CPU usage is proportional to your website traffic and since this VM machine is smallest one offered, it can happen that even modest traffic can glut CPU so website will be slow responsive. If you see usage close (or above) 100% it's better to change VM type. Now if you occasionally go over 100% that's ok, because these virtual CPUs are designed to handled that, but for longer term it's not good.
4.2. Setting Static IP address
If you plan to change machine type or just stop and start for some reason, there is possibility that IP address will change and your domain connection will break, unless you also update new IP in domain's DNS settings as we did "Setting up domain" part. To avoid that, you can change your IP address from Ephemeral to Static, which means that that IP is now forever or until you explicitly release it. It's cost free as long as IP address is used. So in case you delete VM and don't want to set up new VM and use this IP, you need to delete it also, otherwise you will be charged.
Go to VPC network (under Networking Section) and then External IP address. You'll see list of IP address. You see that it's Ephemeral and that is used by your VM instance.

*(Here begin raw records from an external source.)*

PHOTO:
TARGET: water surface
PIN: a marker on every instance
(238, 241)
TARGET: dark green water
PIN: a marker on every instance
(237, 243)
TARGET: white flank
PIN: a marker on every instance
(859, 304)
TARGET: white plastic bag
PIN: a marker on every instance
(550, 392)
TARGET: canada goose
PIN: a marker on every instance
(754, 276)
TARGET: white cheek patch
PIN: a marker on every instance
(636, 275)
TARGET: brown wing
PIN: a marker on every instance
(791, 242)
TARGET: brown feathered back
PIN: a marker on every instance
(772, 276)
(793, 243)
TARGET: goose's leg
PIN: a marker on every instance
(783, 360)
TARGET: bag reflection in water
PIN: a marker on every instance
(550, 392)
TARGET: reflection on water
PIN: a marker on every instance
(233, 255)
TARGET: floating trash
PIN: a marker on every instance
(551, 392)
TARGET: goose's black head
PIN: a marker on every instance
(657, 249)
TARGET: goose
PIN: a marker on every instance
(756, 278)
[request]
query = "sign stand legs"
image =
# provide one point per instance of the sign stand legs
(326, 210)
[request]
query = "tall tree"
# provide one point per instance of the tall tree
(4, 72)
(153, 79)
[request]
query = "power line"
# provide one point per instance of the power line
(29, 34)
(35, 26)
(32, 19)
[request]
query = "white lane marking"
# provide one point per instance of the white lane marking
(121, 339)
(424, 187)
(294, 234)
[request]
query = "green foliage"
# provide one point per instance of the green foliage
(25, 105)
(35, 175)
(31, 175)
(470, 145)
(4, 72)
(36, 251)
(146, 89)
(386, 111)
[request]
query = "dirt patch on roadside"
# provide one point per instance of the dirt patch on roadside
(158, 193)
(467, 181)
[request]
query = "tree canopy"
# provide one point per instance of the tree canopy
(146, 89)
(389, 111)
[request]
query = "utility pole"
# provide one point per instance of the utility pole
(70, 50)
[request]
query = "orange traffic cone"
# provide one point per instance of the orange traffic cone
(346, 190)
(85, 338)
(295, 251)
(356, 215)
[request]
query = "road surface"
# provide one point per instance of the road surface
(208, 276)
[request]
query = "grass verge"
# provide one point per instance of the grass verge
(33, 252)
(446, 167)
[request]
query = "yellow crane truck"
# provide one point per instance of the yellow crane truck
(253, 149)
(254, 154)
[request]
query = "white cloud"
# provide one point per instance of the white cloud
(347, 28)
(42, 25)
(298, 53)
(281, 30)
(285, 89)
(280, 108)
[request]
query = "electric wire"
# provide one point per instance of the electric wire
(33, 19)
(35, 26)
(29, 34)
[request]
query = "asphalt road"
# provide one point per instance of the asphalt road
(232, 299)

So when you click there and select Static you will be prompted to set name and optional description and click on Reserve.
You can see now change.
So now you don't have to worry that website will be broken if you change some server settings (which I will do in next section).
4.3. Changing VM type
In order to change VM type, you need to stop VM instance first by clicking on STOP button.

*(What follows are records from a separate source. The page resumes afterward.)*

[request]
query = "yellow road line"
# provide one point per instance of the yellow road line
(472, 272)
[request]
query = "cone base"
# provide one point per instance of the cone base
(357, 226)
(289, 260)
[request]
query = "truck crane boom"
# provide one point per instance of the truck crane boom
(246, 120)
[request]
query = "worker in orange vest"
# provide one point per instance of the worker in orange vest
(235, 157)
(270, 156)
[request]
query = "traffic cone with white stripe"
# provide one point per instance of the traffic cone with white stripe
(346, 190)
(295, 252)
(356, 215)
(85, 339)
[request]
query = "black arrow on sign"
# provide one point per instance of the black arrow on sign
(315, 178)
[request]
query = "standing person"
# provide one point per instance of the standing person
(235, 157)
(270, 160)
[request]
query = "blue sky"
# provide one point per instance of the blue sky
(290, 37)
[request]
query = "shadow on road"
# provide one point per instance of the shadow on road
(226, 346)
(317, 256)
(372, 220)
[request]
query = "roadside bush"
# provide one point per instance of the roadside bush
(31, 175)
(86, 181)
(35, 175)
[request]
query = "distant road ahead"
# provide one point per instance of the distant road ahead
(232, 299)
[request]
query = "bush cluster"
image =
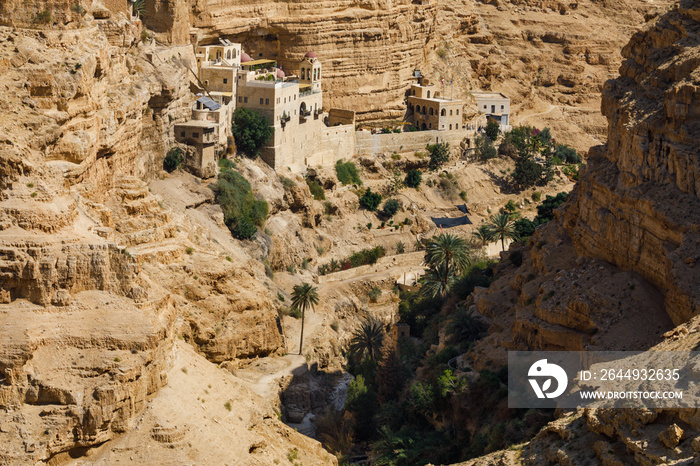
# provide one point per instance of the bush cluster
(242, 211)
(370, 200)
(413, 178)
(173, 160)
(251, 131)
(347, 173)
(363, 257)
(316, 189)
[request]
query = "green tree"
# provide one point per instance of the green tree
(501, 227)
(251, 131)
(370, 200)
(439, 154)
(242, 211)
(492, 130)
(391, 206)
(464, 326)
(413, 178)
(173, 160)
(447, 256)
(482, 235)
(304, 297)
(567, 154)
(367, 339)
(527, 172)
(484, 148)
(347, 173)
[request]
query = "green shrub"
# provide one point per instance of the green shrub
(43, 17)
(510, 206)
(492, 130)
(370, 200)
(287, 183)
(316, 189)
(567, 154)
(391, 206)
(413, 178)
(244, 229)
(251, 131)
(173, 160)
(485, 150)
(242, 211)
(374, 294)
(347, 173)
(527, 172)
(439, 154)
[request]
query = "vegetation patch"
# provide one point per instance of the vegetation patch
(347, 173)
(242, 211)
(363, 257)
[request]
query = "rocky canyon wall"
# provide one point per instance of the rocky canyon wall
(618, 267)
(369, 49)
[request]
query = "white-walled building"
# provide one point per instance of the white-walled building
(494, 105)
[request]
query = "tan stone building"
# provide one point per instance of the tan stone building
(495, 106)
(293, 106)
(202, 136)
(429, 110)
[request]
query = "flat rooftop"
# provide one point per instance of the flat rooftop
(198, 124)
(435, 99)
(257, 62)
(489, 95)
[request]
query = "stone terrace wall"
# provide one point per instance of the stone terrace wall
(374, 144)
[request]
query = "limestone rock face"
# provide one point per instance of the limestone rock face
(369, 49)
(630, 226)
(623, 249)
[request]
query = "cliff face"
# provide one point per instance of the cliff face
(618, 266)
(100, 273)
(643, 191)
(369, 49)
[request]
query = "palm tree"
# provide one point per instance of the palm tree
(437, 281)
(502, 226)
(304, 297)
(482, 235)
(447, 256)
(367, 339)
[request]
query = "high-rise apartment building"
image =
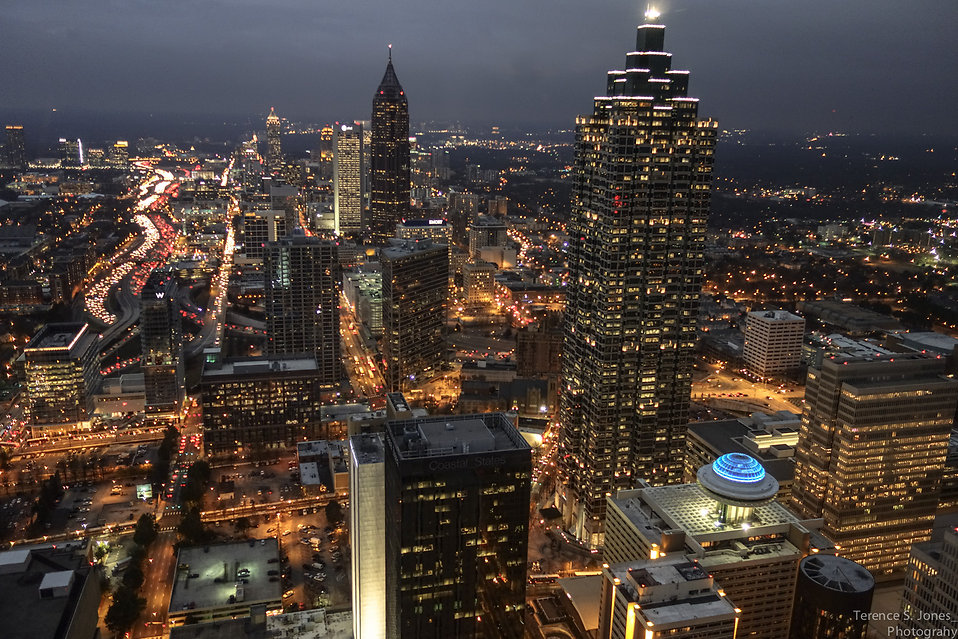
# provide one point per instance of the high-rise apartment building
(259, 229)
(71, 153)
(259, 402)
(640, 199)
(930, 598)
(302, 301)
(830, 596)
(389, 157)
(161, 341)
(871, 454)
(61, 375)
(729, 524)
(274, 145)
(15, 149)
(367, 537)
(663, 599)
(348, 180)
(773, 343)
(457, 507)
(415, 284)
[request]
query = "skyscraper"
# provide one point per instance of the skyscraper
(871, 454)
(640, 199)
(457, 507)
(274, 148)
(415, 291)
(161, 340)
(302, 301)
(389, 190)
(830, 594)
(15, 149)
(347, 179)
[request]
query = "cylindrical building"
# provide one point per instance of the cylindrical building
(829, 592)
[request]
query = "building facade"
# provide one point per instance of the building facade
(640, 199)
(389, 157)
(457, 499)
(728, 524)
(830, 595)
(773, 343)
(871, 454)
(61, 375)
(161, 340)
(367, 492)
(260, 402)
(415, 285)
(303, 281)
(667, 599)
(348, 179)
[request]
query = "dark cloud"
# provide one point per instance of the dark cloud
(867, 65)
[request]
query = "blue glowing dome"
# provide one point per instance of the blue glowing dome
(737, 479)
(739, 467)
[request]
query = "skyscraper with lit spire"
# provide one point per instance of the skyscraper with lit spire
(274, 148)
(389, 156)
(640, 199)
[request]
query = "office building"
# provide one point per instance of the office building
(930, 599)
(15, 149)
(457, 503)
(261, 228)
(486, 232)
(71, 153)
(260, 402)
(120, 154)
(729, 524)
(479, 281)
(61, 375)
(49, 592)
(640, 199)
(831, 594)
(389, 157)
(274, 147)
(302, 301)
(367, 514)
(347, 179)
(161, 340)
(871, 454)
(463, 208)
(415, 285)
(771, 439)
(663, 599)
(773, 343)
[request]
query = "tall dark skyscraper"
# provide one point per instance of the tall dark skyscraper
(161, 340)
(274, 146)
(15, 149)
(640, 199)
(389, 156)
(302, 301)
(457, 511)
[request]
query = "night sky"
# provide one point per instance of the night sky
(774, 65)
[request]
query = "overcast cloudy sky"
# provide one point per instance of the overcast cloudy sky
(795, 65)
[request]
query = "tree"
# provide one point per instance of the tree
(145, 531)
(124, 610)
(192, 527)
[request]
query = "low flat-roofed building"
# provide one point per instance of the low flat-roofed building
(305, 624)
(771, 439)
(671, 598)
(48, 593)
(223, 581)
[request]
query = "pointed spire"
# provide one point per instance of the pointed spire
(390, 87)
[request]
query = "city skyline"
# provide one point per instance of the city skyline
(841, 74)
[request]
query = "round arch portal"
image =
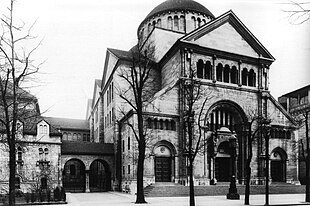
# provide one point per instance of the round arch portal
(164, 153)
(74, 176)
(278, 159)
(99, 176)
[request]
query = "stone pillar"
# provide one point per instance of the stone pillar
(176, 168)
(266, 72)
(87, 181)
(214, 69)
(239, 74)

It takes some time (half minute) for VM to stop, you'll see in notifications circle spinning when it will be under progress and number 1 when it's done. You can click on it to see more details. Of course for time VM is stopped, website is not available.

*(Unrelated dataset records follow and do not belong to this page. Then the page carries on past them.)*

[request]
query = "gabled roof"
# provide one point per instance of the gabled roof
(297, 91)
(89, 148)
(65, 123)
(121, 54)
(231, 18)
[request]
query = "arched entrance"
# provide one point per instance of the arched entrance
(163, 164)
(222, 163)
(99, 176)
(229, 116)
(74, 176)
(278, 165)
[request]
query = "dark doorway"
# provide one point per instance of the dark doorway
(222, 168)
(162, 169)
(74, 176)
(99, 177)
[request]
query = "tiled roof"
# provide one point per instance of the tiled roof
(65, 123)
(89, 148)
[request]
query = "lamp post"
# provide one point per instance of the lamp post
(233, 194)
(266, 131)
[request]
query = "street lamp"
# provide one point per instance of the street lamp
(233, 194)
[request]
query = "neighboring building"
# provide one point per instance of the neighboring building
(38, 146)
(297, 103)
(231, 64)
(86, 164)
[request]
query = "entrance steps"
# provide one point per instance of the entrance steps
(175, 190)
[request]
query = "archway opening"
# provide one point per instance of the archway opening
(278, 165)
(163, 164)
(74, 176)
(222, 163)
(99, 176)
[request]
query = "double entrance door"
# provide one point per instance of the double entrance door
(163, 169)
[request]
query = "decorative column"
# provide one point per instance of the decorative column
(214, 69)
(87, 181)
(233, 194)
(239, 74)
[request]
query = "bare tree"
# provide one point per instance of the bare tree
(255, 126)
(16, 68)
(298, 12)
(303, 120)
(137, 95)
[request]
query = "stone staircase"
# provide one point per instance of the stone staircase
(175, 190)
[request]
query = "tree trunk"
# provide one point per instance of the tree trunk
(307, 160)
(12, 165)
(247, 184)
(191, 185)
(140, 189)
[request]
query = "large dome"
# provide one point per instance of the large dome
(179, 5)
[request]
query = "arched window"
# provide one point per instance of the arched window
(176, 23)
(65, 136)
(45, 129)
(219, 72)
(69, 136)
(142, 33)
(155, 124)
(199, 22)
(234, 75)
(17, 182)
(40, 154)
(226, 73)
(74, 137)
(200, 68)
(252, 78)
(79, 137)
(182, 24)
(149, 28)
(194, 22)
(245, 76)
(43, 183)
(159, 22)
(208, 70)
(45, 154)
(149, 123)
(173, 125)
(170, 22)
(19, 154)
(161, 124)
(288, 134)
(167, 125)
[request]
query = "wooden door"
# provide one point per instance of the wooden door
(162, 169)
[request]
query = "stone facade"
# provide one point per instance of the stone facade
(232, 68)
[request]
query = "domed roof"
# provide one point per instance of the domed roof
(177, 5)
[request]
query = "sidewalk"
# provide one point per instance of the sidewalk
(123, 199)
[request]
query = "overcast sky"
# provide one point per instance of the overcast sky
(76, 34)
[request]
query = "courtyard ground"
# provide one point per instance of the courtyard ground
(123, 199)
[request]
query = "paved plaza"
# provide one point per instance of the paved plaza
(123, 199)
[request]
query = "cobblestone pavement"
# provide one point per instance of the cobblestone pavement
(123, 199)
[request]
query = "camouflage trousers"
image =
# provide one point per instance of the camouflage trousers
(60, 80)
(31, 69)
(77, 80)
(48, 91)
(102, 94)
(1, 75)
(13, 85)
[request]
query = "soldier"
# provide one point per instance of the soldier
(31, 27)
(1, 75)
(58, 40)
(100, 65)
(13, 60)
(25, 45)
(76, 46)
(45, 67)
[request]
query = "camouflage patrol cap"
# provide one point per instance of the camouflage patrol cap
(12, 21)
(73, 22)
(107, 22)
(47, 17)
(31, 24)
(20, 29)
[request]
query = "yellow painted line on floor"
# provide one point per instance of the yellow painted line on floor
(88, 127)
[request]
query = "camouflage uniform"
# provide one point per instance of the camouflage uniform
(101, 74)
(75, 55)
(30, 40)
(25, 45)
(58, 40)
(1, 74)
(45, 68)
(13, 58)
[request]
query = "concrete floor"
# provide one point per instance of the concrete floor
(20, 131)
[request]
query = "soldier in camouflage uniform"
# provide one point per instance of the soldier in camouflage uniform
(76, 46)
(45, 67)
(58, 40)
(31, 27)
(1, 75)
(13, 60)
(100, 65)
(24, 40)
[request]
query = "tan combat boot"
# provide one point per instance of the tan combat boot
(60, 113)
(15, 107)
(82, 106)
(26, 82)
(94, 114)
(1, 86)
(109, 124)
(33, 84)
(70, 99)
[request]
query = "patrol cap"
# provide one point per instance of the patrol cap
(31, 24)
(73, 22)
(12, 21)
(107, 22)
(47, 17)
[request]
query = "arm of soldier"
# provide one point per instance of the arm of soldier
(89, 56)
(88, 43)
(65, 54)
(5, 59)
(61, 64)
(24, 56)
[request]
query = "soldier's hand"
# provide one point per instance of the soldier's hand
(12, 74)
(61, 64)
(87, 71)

You can also see if VM is trully stopped when icon is gray (but not green) as on image bellow.
Now when you click on EDIT button you can change Machine type.
At the top, there is section "Machine type", click on dropdown selection
You will have options to select new machine type. Currently you have micro (f1-micro), Depending on your traffic, you can select next in size and that is small (g1-small) or as I selected n1-standard-1 which has 1 virtual CPU and 3.75GB RAM. small costs around 14$ per month whereas n1-standard-1 around 25$ per month. Beside that, generally into total costs beside VM instance are included costs for network traffic. If you registered you should get 300$ worth of credit to use on Google Cloud platform which is valid for one year so basically with that you should be able to run n1-standard-1 VM instance for free for your WordPress website.
Click on desired machine type and you can see it displays changed.
You need to go to bottom of page (scroll) and hit Save button to save changes.
It will take few seconds until changes are saved, you can check in notifications in top corner.
Finally you need to start VM instance by clicking on button Start, and then again confirming that you want to start.
When machine is started you should see green icon and new notification.
Now on monitoring tab and graphs, you should see lower consumption of CPU and your website should be faster and quicker in responses.
4.4. Enabling https (ssl)
Nowadays it's important for website to have secure connection to users (using https instead of http) and in order to enable that, certificate is needed. There are plenty of companies which offer certificates, but most popular service is LetsEncrypt which offers certificates for free. Although LetsEcnrypt has tools that do lot of things automatically, in order to use it on Google Cloud in setup which I deployed as an example in this article, that's not so simple. Executing commands and editing some files on server is needed and that's beyond of the scope of this article so I won't go throught it. I found good article which goes step by step process how to set it up https://www.onepagezen.com/free-ssl-certificate-wordpress-google-cloud-click-to-deploy/.
There are lots of thing that could be mentioned, like for example creating backup, but aim was to provide comprehensive step by step tutorial to setup website simply and quickly and connect to domain.